Most Disney-character retellings focus on one particular protagonist (usually a Disney princess), and Mulan is a story that presents itself with lots of opportunities for retellings or adaptations: a girl disguised as a boy, a girl in the military, a girl fighting against arranged marriages…the list goes on. These themes and the flexibility that comes with them have allowed for everything from a girl secretly entering a tailoring competition (Spin the Dawn, shown above) to a girl infiltrating a secret society of samurai (Flame in the Mist, above). There’s also a new Mulan retelling coming out in the official Disney series called “The Queen’s Choice”, mentioned below! Some Mulan adaptations are much more loosely based on the original story than others, but the books that focus on just one theme from Mulan’s story can be surprisingly worthwhile even without Mulan’s entrance into an army.
Some authors make fairy-tale retellings their bread and butter, like Melanie Dickerson.
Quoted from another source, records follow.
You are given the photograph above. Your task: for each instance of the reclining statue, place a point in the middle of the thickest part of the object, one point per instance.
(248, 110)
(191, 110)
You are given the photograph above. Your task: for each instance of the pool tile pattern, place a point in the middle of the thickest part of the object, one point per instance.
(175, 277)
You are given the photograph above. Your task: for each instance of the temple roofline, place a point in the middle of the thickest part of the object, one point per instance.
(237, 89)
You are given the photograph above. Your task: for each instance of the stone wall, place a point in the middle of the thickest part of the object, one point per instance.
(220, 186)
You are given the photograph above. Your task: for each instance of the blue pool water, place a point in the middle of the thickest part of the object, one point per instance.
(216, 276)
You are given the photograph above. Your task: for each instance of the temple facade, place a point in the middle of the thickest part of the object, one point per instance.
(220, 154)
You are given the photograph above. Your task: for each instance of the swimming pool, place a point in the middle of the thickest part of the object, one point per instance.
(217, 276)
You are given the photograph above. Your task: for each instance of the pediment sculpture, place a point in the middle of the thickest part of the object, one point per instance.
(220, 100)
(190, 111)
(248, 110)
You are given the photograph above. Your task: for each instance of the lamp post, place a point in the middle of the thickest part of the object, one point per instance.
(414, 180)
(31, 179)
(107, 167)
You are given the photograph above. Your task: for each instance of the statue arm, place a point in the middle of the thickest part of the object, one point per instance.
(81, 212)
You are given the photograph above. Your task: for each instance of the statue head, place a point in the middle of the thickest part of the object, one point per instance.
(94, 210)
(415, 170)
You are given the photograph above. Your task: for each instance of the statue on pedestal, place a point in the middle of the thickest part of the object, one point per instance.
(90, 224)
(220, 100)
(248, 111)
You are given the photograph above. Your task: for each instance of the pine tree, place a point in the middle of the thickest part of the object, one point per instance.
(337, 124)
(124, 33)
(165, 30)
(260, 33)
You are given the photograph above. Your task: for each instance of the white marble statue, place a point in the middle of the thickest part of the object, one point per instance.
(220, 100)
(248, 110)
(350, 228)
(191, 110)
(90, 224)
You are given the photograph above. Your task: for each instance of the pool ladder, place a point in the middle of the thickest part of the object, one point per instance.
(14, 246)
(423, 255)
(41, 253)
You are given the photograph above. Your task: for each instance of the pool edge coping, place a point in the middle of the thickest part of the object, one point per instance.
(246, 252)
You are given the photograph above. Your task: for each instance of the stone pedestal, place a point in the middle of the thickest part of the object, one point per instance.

Dickerson has several series of fairy-tale adaptations that have been very well-received. Her retellings include loose versions of the story of Rapunzel (above), the Pied Piper, Robin Hood, Mulan, and the Little Mermaid (above), and her heroines are usually more gritty than their usual characterizations (save, perhaps, for Mulan). Jody Hedlund has also done well with her adaptations, and so has Julie C. Dao, who has written “Broken Wish” (which mixes Rapunzel and Sleeping Beauty) and “Forest of a Thousand Lanterns” (which tells a unique version of the Evil Queen’s origin story).
For darker fairy tales, fans won’t be disappointed by Marissa Meyer’s Lunar Chronicles series or Jennifer Donnelly’s “Poisoned” and “Stepsister” books (although both authors’ works skew towards the disturbing and intense). Donnelly has also written a Disney book called “Lost in a Book”, which makes for a suitable middle ground between dark and light, and which features an official story about Belle and her adventures in the Beast’s library.
Beauty and the Beast has actually been retold in quite a few young adult books or series, including Meagan Spooner’s story of a female archer who sets out to track a wild Beast (Hunted, below), Julie C. Dao’s romantic East Asian version of the tale (Song of the Crimson Flower, below), and official Disney book “The Queen’s Council: Rebel Rose”, which plays out as the French revolution begins and just after Belle has married the Beast.
As far as official Disney-sanctioned adaptations go, there are two series that rise to the top. “A Twisted Tale” is a popular and straightforward series that takes Disney characters and turns their stories to reflect different endings or the villains’ perspectives. “The Queen’s Council” is another new series, which already has the aforementioned book for Belle, an upcoming Mulan book, and a third Jasmine book that is untitled so far. And of course, there’s always the Kingdom Keepers series to consider for general Disney YA content!
Overall, fairy tale and Disney retellings can be light and entertaining reads, but they also have the potential to be very dark. Look into the book that you’re considering a bit before reading it to make sure that it suits your style! Do you have a favorite fairy-tale or Disney story that you’re most interested in reading about?